Sunday, April 17, 2016

Kubernetes cluster access by fixed IP

If you:

  • Have Kubernetes cluster running in GKE
  • Connected GKE to your company network through VPN
  • Puzzled how to assign a fixed IP to particular k8s service

Then read on.

Prologue

The ideal solution would be to configure k8s service to use GCP LoadBalancer and have the latter to provide private IP only. However as of April 2016, LoadBalancers on GCP do not provide an option for private IP only, though GCP solution engineers said this feature "is coming".

Therefore the only option we have it to run a dedicated VM with fixed IP and proxy traffic through it.

The approach

Kubernetes service itself provides two relevant ways to access pods behind it:
ClusterIP
By default, every service has a virtual ClusterIP (which can be manually set to a predefined address) which can be used to access pods behind the service. However for this to work, a client has to have kube-proxy running on its host as explained here.
NodePort
A k8s service can be configured to expose a certain pod on every k8s node which will redirected to the service's pods (this comes on top of ClusterIP).

ClusterIP approach obviously is not feasible outside the h8s cluster, so we only have left with NodePort approach. The problem is that k8s node IPs are not static and may change. That's why we need a dedicated VM which has a fixed IP.

After we have a VM, we can either

  • Join it to the k8s cluster, so service's NodePort will be exposed on the VM's fixed IP as well.
  • Run a reverse HTTP proxy on VM to forward traffic on k8s nodes together with a script that monitors k8s nodes and updates proxy configuration when necessary.

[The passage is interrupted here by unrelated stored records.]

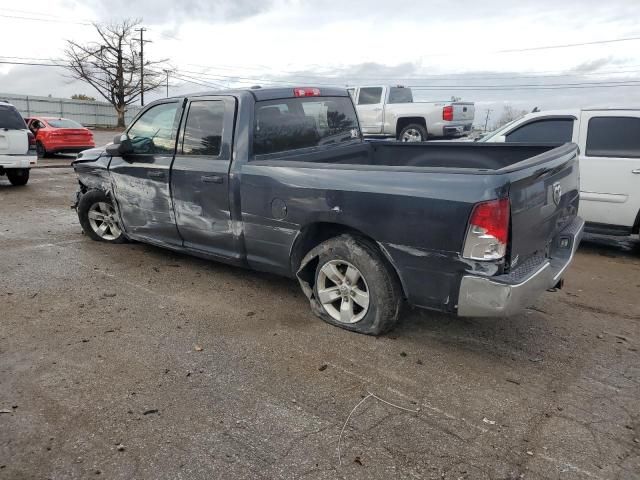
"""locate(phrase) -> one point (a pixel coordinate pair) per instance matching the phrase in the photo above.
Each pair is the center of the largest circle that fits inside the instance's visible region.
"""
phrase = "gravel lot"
(127, 361)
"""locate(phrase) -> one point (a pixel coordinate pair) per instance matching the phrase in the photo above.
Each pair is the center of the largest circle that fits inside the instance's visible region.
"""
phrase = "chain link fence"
(88, 113)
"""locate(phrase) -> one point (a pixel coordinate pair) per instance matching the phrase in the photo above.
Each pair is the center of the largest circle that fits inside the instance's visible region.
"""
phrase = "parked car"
(281, 180)
(59, 135)
(386, 111)
(609, 141)
(17, 146)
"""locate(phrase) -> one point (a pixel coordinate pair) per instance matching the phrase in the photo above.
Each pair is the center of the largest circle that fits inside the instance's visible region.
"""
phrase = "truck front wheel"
(98, 217)
(18, 176)
(413, 133)
(355, 288)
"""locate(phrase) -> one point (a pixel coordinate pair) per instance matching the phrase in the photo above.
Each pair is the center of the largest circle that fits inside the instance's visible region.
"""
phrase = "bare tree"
(112, 65)
(509, 114)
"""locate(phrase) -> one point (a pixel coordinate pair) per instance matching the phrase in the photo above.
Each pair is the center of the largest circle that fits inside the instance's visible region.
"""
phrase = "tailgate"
(463, 111)
(544, 195)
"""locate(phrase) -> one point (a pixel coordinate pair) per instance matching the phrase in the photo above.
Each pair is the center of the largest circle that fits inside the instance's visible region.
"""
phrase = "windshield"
(10, 118)
(293, 123)
(64, 123)
(400, 95)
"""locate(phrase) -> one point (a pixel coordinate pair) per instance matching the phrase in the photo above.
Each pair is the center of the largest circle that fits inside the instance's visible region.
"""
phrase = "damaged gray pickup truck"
(280, 180)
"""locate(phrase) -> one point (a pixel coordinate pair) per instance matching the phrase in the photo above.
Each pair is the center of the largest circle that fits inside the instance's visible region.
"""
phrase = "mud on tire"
(347, 268)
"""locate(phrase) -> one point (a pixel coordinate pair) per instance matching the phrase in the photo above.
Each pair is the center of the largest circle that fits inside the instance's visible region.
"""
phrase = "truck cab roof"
(260, 94)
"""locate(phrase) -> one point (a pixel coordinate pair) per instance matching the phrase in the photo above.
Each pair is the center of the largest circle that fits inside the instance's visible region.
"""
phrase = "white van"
(609, 141)
(17, 146)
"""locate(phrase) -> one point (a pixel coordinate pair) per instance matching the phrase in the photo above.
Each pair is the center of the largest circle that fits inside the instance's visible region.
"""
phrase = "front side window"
(203, 130)
(293, 123)
(370, 96)
(10, 118)
(549, 131)
(155, 131)
(613, 137)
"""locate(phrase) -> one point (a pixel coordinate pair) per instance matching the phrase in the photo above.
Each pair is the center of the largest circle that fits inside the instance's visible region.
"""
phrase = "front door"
(200, 177)
(141, 179)
(610, 167)
(370, 110)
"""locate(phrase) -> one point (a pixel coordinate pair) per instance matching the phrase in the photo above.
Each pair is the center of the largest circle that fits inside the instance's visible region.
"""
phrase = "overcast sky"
(447, 48)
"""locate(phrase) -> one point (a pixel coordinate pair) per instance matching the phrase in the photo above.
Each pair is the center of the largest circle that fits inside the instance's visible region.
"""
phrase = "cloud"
(592, 66)
(177, 11)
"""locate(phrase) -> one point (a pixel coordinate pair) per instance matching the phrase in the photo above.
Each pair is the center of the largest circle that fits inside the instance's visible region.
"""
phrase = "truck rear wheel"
(18, 176)
(98, 217)
(413, 133)
(355, 288)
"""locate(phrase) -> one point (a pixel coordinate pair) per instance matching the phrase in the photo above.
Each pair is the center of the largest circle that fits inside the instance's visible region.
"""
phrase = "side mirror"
(121, 146)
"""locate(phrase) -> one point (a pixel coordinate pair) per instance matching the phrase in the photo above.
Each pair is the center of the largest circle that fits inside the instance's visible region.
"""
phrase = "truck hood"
(90, 155)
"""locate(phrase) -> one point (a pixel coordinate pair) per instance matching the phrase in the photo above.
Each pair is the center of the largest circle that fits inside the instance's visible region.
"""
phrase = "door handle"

I chose the second option because it allows a single VM to proxy requests for multiple k8s clusters and is easier to setup.

The setup

Create an instance

Lets create an VM and assign it a static IP. The below is my interpretation of the official guide.

Create an instance first:

gcloud compute instances create fixed-ip-proxy --can-ip-forward
The last switch is crucial here.

I chose IP for my testing cluster to be 10.10.1.1. Lets add it to the instance:

cat <<EOF >>/etc/network/interfaces.d/eth0-0
auto eth0:0
iface eth0:0 inet static
address 10.250.1.1
netmask 255.255.255.255
EOF

Now change /etc/network/interfaces and make sure that source-directory /etc/network/interfaces.d line comes last. Apply your new configuration by running:

sudo service networking restart

The final step is to instruct GCE to forward traffic destined to 10.250.1.1 to the new instance:

gcloud compute routes create fixed-ip-production \
                                --next-hop-instance fixed-ip-proxy \
                                --next-hop-instance-zone us-central1-b \
                                --destination-range 10.10.1.1/32

To add more IPs (adding dedicated IP per cluster is a good practice), add another file under /etc/network/interfaces.d/ and add a GCE route.

NGINX configuration

Install NGINX:
sudp apt-get install nginx

Install Google Cloud Python SDK:

sudo easy_install pip
sudo pip install --upgrade google-api-python-client

Now download the IP watcher script:

sudo wget -O /root/nginx-ip-watch https://gist.githubusercontent.com/haizaar/f19bdf9e5a6e278c57b96cce945b4fd9/raw/79f11225825607ba78ba84221d27439c1669a492/nginx-ip-watch
sudo chmod 755 /root/nginx-ip-watch

NOTE: You are downloading my script that will run as root on your machine - read its contents first!

Test the script:

$ sudo /root/nginx-ip-watch -h 
usage: Watch GKE node IPs for changes [-h] -p PROJECT -z ZONES
                                      name gke-prefix listen-ip listen-port
                                      target-port

positional arguments:
  name                  Meaningful name of your forwarding rule
  gke-prefix            GKE node prefix to monitor and forward to
  listen-ip             IP listen on
  listen-port           Port to listen on
  target-port           IP listen on

optional arguments:
  -h, --help            show this help message and exit
  -p PROJECT, --project PROJECT
                        Project to list instances for
  -z ZONES, --zones ZONES
                        Zones to list instances for

Now lets setup NGINX to listen for HTTP traffic on 10.10.1.1:5601 and forward it to GKE testing cluster nodes on port 30601 by adding the following to /etc/cron.d/nginx-ip-watch:

PATH=/usr/local/sbin:/usr/local/bin:/usr/sbin:/usr/bin:/sbin:/bin

* * * * * root /root/nginx-ip-watch kibana-testing -p my-project -z us-central1-a gke-testing 10.10.1.1 5601 30601

After that, within one minute, your forwarding should be up and running. For more services, just keep adding more lines in the cron file. This will work well for a dozen or so services. After that, I would refactor the solution to issue only one gcloud compute instances list command per minute.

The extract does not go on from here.